Netgear CG3000D cable modem keeps resetting
- Details
- Published on Thursday, 25 April 2013 04:42
I published a previous blog entry about how my Netgear CG3000D cable modem had apparently failed. I wrote up a detailed description here about the problem. That blog entry was mistaken - the modem was fine all along.
I got an experienced Cox technician on site and we came up with what we think is a reasonable explanation for why the modem kept resetting. Apparently there was some user setting in the NVRAM (flash) which had been saved by a previous version of the modem's firmware. Cox upgraded the firmware in the background and when the new firmware started up, it read the settings, and found something incompatible. The Netgear programmers who wrote the firmware decided the best way to handle this situation was to reboot. As long as the NVRAM contained the same binary string of user settings, this cycle would repeat without ending.
The actual cable modem part was fine, but the router part wasn't able to work with the "corrupt" or incompatible settings. This is the main problem with integrated cable modem/router combo devices. If I had a standalone cable modem I would have been able to stay online, and I can just use my wizzy Linux server as the router. I'm very capable to debug problems with the Linux server. Not so much with "black box" devices like this Netgear device.
The only way to make the thing stable again was to clear the NVRAM with a full factory reset (hold down the reset pin for 30 seconds, no less than 30 seconds), then wait for it to come back up (the process takes 5+ minutes), then re-enter all the user settings. I do have to thank the only Tier 2 support person at Cox that I was able to speak with for suggesting this. Once I realized that the problem had to do with the user settings, it was easy to figure out.
In summary, here is how I got this problem and how to resolve it:
- The cable modem/router shipped with some firmware version from Netgear.
- I set several custom user settings for port forwarding, etc., using the original firmware version. These settings were saved to the NVRAM.
- Cox upgraded the firmware at some point. They do this invisibly and in the background and there is no notification or warning or anything. The only way to tell this happened is to check the router frequently to see if it has a new software version number.

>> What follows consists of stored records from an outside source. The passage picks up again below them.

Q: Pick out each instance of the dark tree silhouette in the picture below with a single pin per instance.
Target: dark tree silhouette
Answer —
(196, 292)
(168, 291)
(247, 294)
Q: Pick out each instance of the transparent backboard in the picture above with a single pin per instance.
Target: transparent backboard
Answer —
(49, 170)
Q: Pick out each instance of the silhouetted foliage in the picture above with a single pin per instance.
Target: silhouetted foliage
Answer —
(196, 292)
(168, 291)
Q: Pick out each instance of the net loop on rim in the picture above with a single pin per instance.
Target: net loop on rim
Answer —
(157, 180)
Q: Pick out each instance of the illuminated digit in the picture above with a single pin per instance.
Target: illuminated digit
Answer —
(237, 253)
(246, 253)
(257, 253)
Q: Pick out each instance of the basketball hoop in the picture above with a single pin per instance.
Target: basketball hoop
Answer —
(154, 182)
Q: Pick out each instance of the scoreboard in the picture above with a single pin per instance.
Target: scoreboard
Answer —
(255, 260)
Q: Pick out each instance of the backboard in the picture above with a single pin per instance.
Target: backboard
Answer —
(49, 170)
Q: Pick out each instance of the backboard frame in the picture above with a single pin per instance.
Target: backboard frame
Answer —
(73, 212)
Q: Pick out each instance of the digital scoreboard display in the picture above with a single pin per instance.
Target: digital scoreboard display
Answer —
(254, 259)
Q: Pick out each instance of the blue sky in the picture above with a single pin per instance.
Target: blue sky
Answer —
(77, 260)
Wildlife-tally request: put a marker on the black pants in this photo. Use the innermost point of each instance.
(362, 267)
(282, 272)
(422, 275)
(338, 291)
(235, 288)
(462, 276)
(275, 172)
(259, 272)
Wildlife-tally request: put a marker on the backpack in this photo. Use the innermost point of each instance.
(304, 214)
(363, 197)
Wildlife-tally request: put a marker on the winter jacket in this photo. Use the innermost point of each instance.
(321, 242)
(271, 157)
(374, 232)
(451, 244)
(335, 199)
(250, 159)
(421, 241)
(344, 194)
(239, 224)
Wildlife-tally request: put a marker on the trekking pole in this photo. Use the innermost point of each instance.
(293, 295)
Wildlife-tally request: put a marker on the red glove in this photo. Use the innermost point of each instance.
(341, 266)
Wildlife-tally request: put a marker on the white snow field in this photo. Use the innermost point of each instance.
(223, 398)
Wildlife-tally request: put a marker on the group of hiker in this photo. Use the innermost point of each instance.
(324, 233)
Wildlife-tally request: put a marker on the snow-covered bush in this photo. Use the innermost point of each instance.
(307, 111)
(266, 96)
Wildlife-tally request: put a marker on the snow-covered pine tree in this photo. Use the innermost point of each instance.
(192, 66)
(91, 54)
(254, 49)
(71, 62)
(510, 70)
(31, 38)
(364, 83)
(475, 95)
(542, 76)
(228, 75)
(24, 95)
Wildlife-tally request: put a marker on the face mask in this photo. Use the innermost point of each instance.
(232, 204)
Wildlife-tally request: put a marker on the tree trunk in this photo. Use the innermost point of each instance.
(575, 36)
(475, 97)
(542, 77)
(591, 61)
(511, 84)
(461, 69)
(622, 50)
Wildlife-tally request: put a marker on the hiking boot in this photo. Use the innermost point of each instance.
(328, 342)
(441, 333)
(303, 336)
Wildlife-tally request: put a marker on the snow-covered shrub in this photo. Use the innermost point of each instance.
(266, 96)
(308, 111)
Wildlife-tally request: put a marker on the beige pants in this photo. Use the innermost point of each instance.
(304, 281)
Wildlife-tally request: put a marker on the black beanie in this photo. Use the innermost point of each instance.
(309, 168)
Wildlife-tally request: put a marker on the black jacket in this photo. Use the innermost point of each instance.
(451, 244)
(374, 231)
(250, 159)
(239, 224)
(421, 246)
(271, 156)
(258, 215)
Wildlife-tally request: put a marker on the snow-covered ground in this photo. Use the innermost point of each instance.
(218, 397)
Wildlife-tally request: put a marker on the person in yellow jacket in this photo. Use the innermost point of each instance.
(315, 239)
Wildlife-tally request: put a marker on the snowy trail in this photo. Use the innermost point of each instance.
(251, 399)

- By the way, the Cox sooper secret login username/password for the Netgear CG3000D router is MSO/changeme. This information is not really that secret since I found it on a Cox technical support web page.
- The new firmware apparently has a different "format" or byte-string or something for the arrangement of binary digits (bits) representing the user settings in the NVRAM. There is no way in their software QA testing that they could try all of the possible combinations of bits that could be in the NVRAM, so this is an honest mistake, but if I was the designer I would have tried to make it backward compatible.
- When the new firmware was installed it caused a reboot. On reboot, the firmware read the user settings out of NVRAM and found them to be corrupt.
- The reboot cycle repeated endlessly until I cleared the NVRAM.
I guess the lesson learned from all this is that I should have tried a "factory reset" of the NVRAM the first time I noticed it rebooting.
The modem is fine and has been online with Cox ever since I resolved the NVRAM issue. Well it's fine, other than having really crappy (read: generally unusable) wifi hardware. Most people who have the CG3000D turn off the wifi and use another access point device.
Netgear CG3000D cable modem failure
- Details
- Published on Tuesday, 16 April 2013 06:07
UPDATE 2! This blog entry is incorrect and has been obsoleted this one: Netgear CG3000D cable modem keeps resetting Please refer to the updated blog entry for the new, correct information about this problem and how to resolve it.
UPDATE! The brand NEW-IN-BOX Netgear CG3000D cable modem/router that the technician installed yesterday is now doing the exact same thing as the supposedly failed unit! I guess the problem is something more complicated on Cox's end, and wasn't a cable modem failure after all. The following is an article I wrote yesterday while I still believed that my original cable modem had failed and the resolution to the problem was to install a new cable modem. I was wrong about that. Now I get to call Cox again for more technical support! (The ticket number is 1542531 for escalation to a higher tier technical support.)
Well I had a lengthy internet service outage that turned out to be a cable modem failure. This is the first outage of my Cox internet service that could arguably be my fault. I don't know what changed or what failed but the modem was working fine for about 6 months and then last Saturday night I started having a weird problem with my connection.
I have a Netgear CG3000D cable modem+router integrated device connected to Cox cable internet service. The signals are generally good and are so strong that as a result of one of my previous outages the Cox service technician installed an attenuator to decrease the downlink signal power level which would also cause the modem to boost its uplink signal power.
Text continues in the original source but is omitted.